The U.S. Food and Drug Administration (FDA) requires multiple studies to establish that a new treatment is safe and effective. These trials are initiated often at the same time to evaluate the safety of a drug and to look for potentially beneficial effects in multiple diseases. The different studies that test the same drug constitute a portfolio of studies, analogous to the way that a group of investments constitutes a portfolio of investments.
Currently, individual trials are the focus of regulatory oversight and ethical scrutiny. But London and Jonathan Kimmelman argue that many of the same issues that determine the ethics of individual studies also apply to whole portfolios of studies. However, there is no mechanism in place for evaluating those portfolio-level concerns.
"This work came out of years of empirical research studying how drug developers and public sponsors actually test drugs," said Kimmelman, director of biomedical ethics unit at McGill University and co-author on the study. "I was surprised to discover that even if a drug for one disease shows promise of working in a different disease, trials are pursued simultaneously, making it impossible to economize the patient risk and burden."
Similarly, they argue that whether or not an individual trial is ethical can depend on the composition of the larger portfolio of studies in which that trial is included. In part, this is because the different studies needed to establish the safety and efficacy of a new drug play very different roles in drug development. The information produced by studies that occur early on in the development of a new drug is most useful when it feeds into subsequent trials that provide a more definitive test of the hypothesis that a new drug works.
Reducing Harm, Improving Outcomes
London said he believes that a number of organizations have a role to play, including the Institutional Review Boards (IRBs), drug regulators and data monitoring committees, which are charged with implementing the moral frameworks used to evaluate the safety and efficacy of clinical trials. He said they could leverage their combined influence to broaden the base of information used to judge the strength of individual studies. These groups could consider whether individual trials are part of a portfolio of studies that is likely to generate socially useful information and either prohibit those trials that are not or ensure that portfolios are adjusted appropriately.

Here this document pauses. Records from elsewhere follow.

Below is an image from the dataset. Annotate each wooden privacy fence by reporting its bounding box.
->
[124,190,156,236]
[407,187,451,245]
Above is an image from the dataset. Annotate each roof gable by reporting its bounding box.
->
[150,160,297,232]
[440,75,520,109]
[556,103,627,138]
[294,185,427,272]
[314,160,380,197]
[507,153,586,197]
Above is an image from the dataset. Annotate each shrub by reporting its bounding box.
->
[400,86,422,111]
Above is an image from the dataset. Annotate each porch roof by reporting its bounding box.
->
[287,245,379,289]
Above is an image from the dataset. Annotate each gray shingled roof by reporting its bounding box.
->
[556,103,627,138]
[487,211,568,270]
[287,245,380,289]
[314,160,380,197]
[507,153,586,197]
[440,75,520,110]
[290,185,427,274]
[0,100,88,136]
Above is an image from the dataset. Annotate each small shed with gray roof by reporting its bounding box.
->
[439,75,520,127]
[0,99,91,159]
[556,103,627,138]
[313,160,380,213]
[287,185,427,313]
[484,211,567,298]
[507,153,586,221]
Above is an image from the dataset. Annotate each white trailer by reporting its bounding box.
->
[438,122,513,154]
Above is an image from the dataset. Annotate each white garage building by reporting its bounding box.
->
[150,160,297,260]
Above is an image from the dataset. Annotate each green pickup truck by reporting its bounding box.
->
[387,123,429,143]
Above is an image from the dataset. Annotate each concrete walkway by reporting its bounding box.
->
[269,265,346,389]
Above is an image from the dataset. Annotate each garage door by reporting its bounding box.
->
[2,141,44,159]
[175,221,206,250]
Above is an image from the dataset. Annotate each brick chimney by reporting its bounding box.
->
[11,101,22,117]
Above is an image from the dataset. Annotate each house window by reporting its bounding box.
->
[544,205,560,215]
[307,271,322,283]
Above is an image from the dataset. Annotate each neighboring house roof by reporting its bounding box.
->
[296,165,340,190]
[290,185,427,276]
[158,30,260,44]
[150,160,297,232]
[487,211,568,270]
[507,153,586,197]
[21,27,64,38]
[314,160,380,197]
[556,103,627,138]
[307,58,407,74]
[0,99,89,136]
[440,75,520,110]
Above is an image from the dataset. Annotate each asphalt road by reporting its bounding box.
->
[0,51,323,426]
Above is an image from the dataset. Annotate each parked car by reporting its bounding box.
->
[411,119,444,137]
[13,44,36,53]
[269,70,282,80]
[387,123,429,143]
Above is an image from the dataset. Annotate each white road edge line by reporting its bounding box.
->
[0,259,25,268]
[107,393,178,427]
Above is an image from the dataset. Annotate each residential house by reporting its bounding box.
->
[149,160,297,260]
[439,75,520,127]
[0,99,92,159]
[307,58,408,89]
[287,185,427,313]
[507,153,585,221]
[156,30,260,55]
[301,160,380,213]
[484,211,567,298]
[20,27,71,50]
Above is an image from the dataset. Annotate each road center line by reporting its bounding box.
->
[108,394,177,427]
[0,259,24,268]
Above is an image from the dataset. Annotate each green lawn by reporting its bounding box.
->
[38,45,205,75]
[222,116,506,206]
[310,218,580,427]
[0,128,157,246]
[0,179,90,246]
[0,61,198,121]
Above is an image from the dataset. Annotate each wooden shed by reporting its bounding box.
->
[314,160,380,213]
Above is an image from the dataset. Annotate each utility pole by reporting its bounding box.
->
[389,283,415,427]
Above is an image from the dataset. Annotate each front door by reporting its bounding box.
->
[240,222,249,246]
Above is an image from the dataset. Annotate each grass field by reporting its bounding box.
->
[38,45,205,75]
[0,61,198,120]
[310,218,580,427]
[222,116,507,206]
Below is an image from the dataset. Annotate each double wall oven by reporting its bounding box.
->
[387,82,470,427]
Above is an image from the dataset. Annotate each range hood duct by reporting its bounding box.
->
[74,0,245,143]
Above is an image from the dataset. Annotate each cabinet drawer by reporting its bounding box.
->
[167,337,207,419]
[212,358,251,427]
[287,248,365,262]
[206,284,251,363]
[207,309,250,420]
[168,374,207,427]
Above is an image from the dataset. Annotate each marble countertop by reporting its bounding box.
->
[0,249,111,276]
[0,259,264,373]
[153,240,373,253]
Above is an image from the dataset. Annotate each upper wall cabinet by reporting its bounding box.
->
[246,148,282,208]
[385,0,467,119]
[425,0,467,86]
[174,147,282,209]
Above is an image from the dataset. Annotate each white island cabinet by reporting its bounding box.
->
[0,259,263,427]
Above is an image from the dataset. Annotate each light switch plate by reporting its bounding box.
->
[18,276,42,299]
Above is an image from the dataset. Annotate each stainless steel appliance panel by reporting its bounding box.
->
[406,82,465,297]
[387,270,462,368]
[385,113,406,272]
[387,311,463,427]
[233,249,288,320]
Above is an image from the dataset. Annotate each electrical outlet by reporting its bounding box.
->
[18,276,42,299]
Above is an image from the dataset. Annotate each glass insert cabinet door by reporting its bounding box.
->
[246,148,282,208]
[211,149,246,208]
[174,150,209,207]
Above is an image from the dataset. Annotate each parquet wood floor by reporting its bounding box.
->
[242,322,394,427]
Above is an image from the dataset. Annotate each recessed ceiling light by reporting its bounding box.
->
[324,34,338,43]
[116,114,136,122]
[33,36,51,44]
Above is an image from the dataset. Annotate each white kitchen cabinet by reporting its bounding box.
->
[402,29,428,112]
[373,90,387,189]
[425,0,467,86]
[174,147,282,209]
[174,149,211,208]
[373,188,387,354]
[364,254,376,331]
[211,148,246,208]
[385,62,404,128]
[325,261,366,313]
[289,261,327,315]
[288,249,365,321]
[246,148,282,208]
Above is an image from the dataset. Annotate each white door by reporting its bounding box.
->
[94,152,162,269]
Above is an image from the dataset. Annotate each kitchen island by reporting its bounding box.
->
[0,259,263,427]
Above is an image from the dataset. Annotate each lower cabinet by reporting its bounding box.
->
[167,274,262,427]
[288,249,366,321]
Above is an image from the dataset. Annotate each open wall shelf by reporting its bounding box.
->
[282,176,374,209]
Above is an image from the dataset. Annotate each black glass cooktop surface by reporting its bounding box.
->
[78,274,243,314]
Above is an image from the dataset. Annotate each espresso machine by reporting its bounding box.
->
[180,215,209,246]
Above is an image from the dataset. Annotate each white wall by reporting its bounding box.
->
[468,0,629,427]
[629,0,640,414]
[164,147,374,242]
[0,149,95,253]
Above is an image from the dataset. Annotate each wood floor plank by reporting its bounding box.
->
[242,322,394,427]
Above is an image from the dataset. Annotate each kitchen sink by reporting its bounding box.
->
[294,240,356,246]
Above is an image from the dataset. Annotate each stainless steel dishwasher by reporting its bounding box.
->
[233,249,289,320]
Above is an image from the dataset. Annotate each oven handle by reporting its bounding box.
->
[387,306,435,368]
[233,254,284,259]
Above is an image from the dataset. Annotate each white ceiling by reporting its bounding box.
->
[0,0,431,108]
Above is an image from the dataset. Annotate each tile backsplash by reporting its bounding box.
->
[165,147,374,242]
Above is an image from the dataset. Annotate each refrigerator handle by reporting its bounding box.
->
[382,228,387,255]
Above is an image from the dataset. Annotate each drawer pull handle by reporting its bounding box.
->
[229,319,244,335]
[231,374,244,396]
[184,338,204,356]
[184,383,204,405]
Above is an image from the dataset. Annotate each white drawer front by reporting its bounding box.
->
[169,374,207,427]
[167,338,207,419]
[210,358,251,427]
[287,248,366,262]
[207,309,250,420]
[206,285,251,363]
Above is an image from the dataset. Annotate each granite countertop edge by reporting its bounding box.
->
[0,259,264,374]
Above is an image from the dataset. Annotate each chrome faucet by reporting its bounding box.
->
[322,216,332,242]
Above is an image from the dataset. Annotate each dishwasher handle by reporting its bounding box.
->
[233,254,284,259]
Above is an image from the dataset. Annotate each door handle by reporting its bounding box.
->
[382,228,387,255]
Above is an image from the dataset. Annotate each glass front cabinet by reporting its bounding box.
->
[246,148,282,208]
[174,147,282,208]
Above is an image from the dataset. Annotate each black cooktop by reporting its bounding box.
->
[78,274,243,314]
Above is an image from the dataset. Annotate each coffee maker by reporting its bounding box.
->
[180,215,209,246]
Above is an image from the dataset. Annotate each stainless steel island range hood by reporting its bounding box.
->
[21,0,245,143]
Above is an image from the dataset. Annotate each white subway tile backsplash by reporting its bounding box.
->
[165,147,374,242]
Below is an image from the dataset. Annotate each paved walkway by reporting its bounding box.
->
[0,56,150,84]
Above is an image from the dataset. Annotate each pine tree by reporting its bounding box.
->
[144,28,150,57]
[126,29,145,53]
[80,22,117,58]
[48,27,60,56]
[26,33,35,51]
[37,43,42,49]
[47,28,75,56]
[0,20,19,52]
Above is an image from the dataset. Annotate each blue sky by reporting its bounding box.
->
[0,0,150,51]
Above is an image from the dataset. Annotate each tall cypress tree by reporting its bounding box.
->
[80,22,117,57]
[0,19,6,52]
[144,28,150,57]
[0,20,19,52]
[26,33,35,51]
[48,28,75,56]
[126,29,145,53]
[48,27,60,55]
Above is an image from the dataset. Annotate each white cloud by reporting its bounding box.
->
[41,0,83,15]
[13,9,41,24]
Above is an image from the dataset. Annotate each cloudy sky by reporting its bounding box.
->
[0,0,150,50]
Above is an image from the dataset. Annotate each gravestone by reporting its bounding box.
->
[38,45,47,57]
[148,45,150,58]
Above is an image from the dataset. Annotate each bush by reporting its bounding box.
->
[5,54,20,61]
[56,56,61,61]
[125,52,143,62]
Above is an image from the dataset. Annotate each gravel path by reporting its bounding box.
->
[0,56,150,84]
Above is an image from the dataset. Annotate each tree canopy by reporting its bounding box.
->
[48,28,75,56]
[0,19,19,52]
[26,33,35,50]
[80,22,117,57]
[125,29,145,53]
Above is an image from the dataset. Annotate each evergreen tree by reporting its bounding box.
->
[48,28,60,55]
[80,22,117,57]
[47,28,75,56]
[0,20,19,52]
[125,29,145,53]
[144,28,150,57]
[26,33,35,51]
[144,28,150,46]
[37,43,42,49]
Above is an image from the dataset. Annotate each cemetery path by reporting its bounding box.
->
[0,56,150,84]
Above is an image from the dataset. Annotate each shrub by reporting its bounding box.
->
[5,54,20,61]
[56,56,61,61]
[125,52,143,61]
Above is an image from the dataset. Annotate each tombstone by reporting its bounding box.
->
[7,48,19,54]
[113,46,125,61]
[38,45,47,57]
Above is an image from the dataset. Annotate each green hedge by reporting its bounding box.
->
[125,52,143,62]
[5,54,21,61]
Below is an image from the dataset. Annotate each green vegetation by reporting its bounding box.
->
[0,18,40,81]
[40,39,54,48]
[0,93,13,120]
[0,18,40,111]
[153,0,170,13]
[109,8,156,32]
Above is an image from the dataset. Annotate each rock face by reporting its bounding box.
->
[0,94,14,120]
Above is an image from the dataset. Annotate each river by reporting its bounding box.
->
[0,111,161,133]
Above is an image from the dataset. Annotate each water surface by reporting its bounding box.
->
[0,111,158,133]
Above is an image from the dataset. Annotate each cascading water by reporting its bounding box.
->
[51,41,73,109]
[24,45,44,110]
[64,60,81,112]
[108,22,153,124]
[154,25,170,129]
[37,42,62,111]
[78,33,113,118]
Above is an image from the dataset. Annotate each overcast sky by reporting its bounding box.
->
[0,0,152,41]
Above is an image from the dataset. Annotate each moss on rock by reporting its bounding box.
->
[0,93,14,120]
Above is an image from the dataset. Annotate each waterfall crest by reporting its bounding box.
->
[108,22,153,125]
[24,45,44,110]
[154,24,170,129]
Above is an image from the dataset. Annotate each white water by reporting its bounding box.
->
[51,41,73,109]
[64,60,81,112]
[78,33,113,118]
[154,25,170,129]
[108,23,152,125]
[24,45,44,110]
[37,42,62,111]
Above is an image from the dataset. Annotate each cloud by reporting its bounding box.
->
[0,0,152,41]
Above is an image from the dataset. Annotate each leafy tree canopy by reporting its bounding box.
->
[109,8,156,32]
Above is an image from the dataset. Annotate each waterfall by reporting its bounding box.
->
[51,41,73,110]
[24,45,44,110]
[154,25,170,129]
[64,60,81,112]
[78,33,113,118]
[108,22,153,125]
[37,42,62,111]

Similar to oversight bodies to promote ethics in clinical trials, London and Kimmelman also propose developing a portfolio-level data safety monitoring board. The board could facilitate planning, coordination and use of information within a portfolio. This approach could maximize the use of medical data, promote a fair and equitable distribution of cost and minimize the risk to patients.
"Bottom line, the current system of research, ethics and oversight is inadequate. The mechanisms in place for evaluating clinical trials are incapable of addressing a range of important issues unless they are changed to consider portfolios of trials," London said. "We hope now there will be increased scrutiny and attention given to what the best mechanism is to fill this gap."
London and Kimmelman published their study, titled "Clinical Trial Portfolios: A Critical Oversight in Human Research Ethics, Drug Regulation, and Policy," in the August issue of The Hastings Center Report.